Frackonomics: Debunking the Financial Myths of Fracking

It used to be that carnival sideshows toured rural areas with freak shows and snake oil salesmen, creating excitement with outlandish claims, only to confuse and disappoint, then beat it out of town. Nowadays, it’s landmen looking to sign rural landowners on to fracking leases, and if it weren’t for expensive PR campaigns, their calls might sound something like this, “Come one, come all! Come to the Freak Frack Show! See unbelievable production rates! Watch as the jobs grow right before your eyes! Don’t wait - sign your fracking leases today before the profits are all gone!”

For those who would sign, it may be too late already! In case you haven’t heard, natural gas prices are falling without a safety net and the drilling circus is pulling up stakes in many towns. Hydraulic fracturing, or fracking, has opened up new sources of natural gas and produced so much supply that gas prices have plummeted and drilling companies are abandoning wells. The Wall Street Journal says this could be the time to invest. If you're masochistic enough and have deep enough pockets to ride it out, investing in natural gas could pay off in the long run.

Or will it? What if, like most circus side show promises, the claims have been vastly overstated and the promises of high production rates, jobs and taxes are all smoke and mirrors, designed to make energy corporations, bankers and a handful of landowners rich at the expense of everyone who lives near (or downriver from) a drill site?

The industry’s claims of high reserves, intense job growth and economic prosperity for fracking communities in New York State (NYS) were addressed recently at Frackonomics: Debunking Economic Myths About Natural Gas by Energy Policy Forum founder Deborah Rogers, economist Jannette Barth, Ph.D. and international environmental and infrastructure consultant Al Appleton. Appleton is also the former New York City Department of Environmental Protection (DEP) Commissioner and former director of the city’s Water and Sewer System.
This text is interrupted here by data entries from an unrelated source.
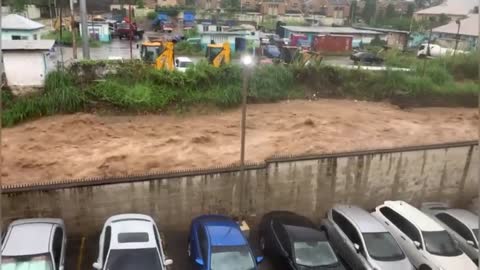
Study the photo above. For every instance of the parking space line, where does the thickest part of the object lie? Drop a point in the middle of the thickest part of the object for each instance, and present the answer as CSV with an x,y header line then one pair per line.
x,y
80,254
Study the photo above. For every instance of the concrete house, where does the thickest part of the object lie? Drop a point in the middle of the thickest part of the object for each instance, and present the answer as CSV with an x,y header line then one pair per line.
x,y
446,35
16,27
27,62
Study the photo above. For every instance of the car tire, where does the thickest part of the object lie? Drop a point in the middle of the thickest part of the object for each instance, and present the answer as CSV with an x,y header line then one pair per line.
x,y
424,267
262,243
Rogers and Barth revealed some of the tricks behind industry claims. As it turns out, the reality of fracking as the bridge fuel to the future might not be as rosy as New Yorkers have been led to believe. Appleton presented some big picture concerns about the gas industry — things that should be considered before natural gas drillers are invited to pitch their tents in New York State.
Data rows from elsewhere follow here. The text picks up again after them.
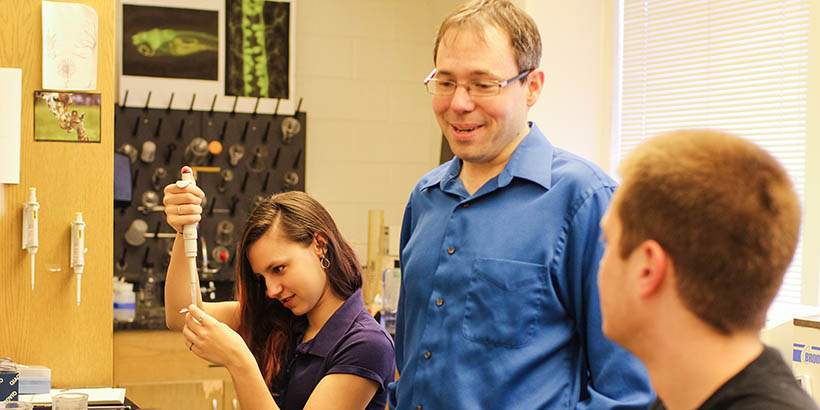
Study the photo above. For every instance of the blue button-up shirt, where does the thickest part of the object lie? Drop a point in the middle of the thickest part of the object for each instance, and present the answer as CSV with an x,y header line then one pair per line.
x,y
499,303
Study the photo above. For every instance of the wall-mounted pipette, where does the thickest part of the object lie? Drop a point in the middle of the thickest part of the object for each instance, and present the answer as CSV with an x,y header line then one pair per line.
x,y
30,243
190,237
78,249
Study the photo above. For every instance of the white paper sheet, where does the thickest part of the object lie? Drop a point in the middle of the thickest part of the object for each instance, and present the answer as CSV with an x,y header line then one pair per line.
x,y
11,82
69,46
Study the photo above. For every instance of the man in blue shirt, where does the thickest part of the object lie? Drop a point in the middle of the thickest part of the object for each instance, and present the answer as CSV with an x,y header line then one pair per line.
x,y
499,247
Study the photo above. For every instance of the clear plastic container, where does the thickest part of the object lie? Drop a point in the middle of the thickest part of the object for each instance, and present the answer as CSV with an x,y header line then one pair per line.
x,y
391,282
34,379
125,301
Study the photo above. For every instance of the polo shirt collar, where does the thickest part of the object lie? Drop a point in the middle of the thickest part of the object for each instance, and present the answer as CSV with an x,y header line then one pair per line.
x,y
340,321
531,160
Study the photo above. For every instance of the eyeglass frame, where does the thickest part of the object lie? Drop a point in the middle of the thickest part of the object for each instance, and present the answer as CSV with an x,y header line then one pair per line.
x,y
501,84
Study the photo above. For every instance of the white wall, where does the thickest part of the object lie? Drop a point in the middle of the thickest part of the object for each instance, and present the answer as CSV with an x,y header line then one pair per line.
x,y
371,133
578,38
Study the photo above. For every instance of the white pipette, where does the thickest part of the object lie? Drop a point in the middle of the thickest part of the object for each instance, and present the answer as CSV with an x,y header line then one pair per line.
x,y
78,249
30,243
189,236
Here are some highlights of the presentation; you can watch it in its entirety on United for Action’s website.

Deborah Rogers
:

According to Rogers, all industry arguments for fracking rest on the matter of natural gas reserves. “If you can convince people that natural gas is super abundant, then the other economic arguments fall into place: …there will be long-term benefits for a region; there will be good jobs creation and tax revenues; and there will be royalties paid out over long periods of time and then spent in the local economy thereby providing induced and ancillary benefits.'” Rogers went on to illustrate how reality is proving these arguments to be false.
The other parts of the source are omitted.